This isn’t an instance of failure of the local management in charge of staffing commons. In fact, they’ve dedicated themselves to a number of accessibility options, including a special instructions section in the app if you need your food prepared a certain way. But the Bon Appetit website – more indicative of larger management - is astoundingly bad, and someone should answer for it. There are small loopholes in Oregon law that allow them to do the bare minimum and still provide hurdles at every step for those trying to track nutrition. Like previously noted, pre-packaged food does not need its own information on its vendor’s website as long as it’s labeled – a law that makes sense in theory, and can be awkward in the age of ordering pre-packaged food in advanced and picking it up with no knowledge of its ingredients. Additionally “customized menu items” are exempt, so there’s no obligation to add up the values of that sandwich for you, no matter how easy it would be. And of course, the weekly specials featured on the boards in front of commons are entirely exempt. 

But it’s important to note that doing the legal bare minimum is often also the moral bare minimum, and to be employed by a supposedly prestigious institution is to be expected to do more. There’s plenty of speculation to be done on why Bon Appetit seems to not try at all to inform you about the food you’re eating. One less-than-favorable reading could assume they’re driving strip-a-dilla sales by discouraging you from thinking about the concept of a strip-a-dilla and what’s in it. But as much as I despise Bon Appetit for their refusal to make tracking nutrition easy, that’s almost certainly not the case. The truth is, there’s likely little demand for nutrition facts to be optimized at a high level. Instead, local management branches take the blow for students with specialized dietary needs, while Bon Appetit as a whole doesn’t worry about overall accessibility. 

Offloading the responsibility to individual groups like the one we have for Commons makes sense, but it still sucks, and there’s a few easy ways it could be a lot better. First and foremost, the application. I find it hard to believe that if they could track my tens of thousands of “points” (before that feature mysteriously vanished), they can’t spend the time implementing a database of the nutrition info for the ingredients on their menu, so you can see the nutrition of your full order once it’s compiled. It’s an easy enough fix that I’d offer to do it myself – but there’s plenty of far more capable computer science students at Reed who would be happy to. Additionally, Bon Appetit needs to change pretty much everything about their website. I don’t want to have to interact with the Taqueria portion of the menu like I’m browsing apple products. When I click on the nacho cheese sauce, I don’t want to be embraced by the web design embodiment of gentrification. I’d even take the nutrition facts as a simple, barely-formatted PDF, because at least that wouldn’t take an extra two clicks per ingredient. They can even hide their nutrition facts behind a free OnlyFans if they want – as long as a place exists where the information is clear and reliable, and there’s links to find the facts about the items that aren’t listed.
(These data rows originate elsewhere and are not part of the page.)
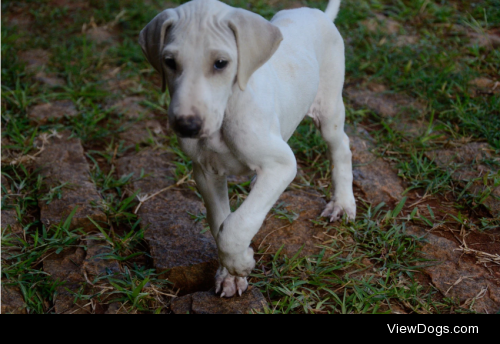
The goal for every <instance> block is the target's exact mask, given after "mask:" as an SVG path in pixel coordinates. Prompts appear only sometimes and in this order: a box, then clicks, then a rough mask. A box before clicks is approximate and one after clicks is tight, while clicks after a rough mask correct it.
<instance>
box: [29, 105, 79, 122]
mask: <svg viewBox="0 0 500 344" xmlns="http://www.w3.org/2000/svg"><path fill="white" fill-rule="evenodd" d="M76 115H78V111H76V107H75V105H74V104H73V102H72V101H71V100H59V101H55V102H52V103H46V104H38V105H35V106H33V107H32V108H30V109H29V110H28V117H29V118H30V119H32V120H33V121H34V122H37V123H39V124H45V123H47V122H48V121H49V119H52V120H62V119H64V117H65V116H67V117H74V116H76Z"/></svg>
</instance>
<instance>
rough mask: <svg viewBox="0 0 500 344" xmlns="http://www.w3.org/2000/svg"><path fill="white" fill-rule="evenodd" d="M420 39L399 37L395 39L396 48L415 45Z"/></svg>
mask: <svg viewBox="0 0 500 344" xmlns="http://www.w3.org/2000/svg"><path fill="white" fill-rule="evenodd" d="M419 40H420V37H418V36H415V35H401V36H398V37H397V38H396V43H395V45H396V47H405V46H407V45H415V44H417V43H418V42H419Z"/></svg>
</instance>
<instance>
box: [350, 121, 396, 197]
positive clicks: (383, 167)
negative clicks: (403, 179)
mask: <svg viewBox="0 0 500 344" xmlns="http://www.w3.org/2000/svg"><path fill="white" fill-rule="evenodd" d="M349 130H350V131H351V132H352V130H351V129H349ZM348 135H349V138H350V141H351V152H352V164H353V176H354V185H356V186H358V187H359V188H360V189H361V191H362V192H363V193H364V195H365V199H366V200H367V201H369V202H371V203H372V204H373V205H378V204H380V203H381V202H384V203H386V204H394V203H396V202H398V201H399V200H401V198H402V194H403V192H404V190H405V189H404V187H403V183H402V180H401V179H400V178H399V177H398V174H397V172H396V170H395V169H393V168H392V167H391V166H390V164H389V163H387V162H386V161H384V160H383V159H382V158H379V157H377V156H376V155H375V154H373V153H372V152H371V149H373V144H372V143H371V142H370V141H369V140H368V139H364V138H362V135H363V136H365V137H368V136H367V133H365V134H362V132H361V131H358V132H357V133H352V134H351V133H349V134H348Z"/></svg>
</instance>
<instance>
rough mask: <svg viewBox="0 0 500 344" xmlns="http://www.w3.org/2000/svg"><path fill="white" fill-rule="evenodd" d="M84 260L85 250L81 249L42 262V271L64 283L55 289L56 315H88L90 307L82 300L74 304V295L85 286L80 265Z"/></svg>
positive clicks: (64, 252)
mask: <svg viewBox="0 0 500 344" xmlns="http://www.w3.org/2000/svg"><path fill="white" fill-rule="evenodd" d="M84 260H85V250H84V249H83V248H81V247H78V248H76V249H75V248H70V249H65V250H63V251H62V252H61V253H60V254H54V255H51V256H49V257H47V259H45V260H44V261H43V270H44V271H45V272H47V273H48V274H50V275H51V277H52V279H53V280H56V281H57V280H58V281H62V282H64V284H63V285H61V286H59V287H57V290H56V293H57V294H56V297H55V299H54V311H55V313H57V314H90V313H91V308H90V305H86V304H87V303H88V302H86V301H84V300H78V301H76V303H75V295H74V294H75V293H78V291H79V290H81V288H83V287H84V285H85V278H84V277H83V274H82V264H83V262H84Z"/></svg>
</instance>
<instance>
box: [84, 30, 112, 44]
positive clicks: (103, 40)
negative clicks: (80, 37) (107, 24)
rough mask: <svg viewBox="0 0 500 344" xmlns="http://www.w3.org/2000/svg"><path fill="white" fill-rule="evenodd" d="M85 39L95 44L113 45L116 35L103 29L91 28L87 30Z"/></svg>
mask: <svg viewBox="0 0 500 344" xmlns="http://www.w3.org/2000/svg"><path fill="white" fill-rule="evenodd" d="M86 35H87V38H88V39H89V40H91V41H93V42H95V43H97V44H105V43H106V44H114V43H115V41H116V35H115V34H114V33H113V32H111V31H110V30H108V29H107V28H105V27H92V28H90V29H88V30H87V33H86Z"/></svg>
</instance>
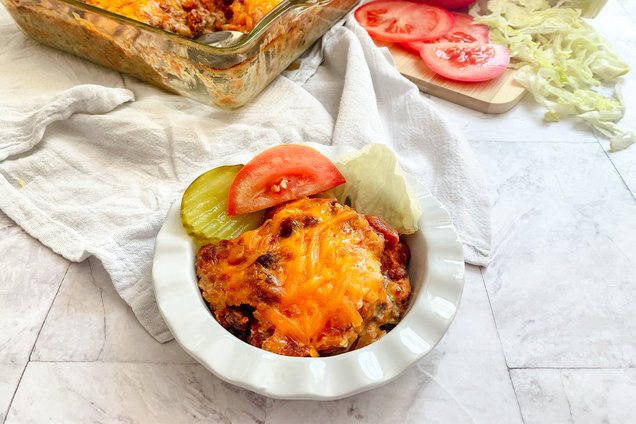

Bon Appetit isn’t the worst thing on campus. Considering each of the geese as their own entry, they’re not even in the top one-hundred. But still, their existence makes me ache with disappointment, because as much as I’d like to purchase the game hen – whose baffling existence on the menu will be noted, but not discussed – I have no idea what’s in them, outside of the tears of debt-ridden students begging for a menu with cheaper, healthier food.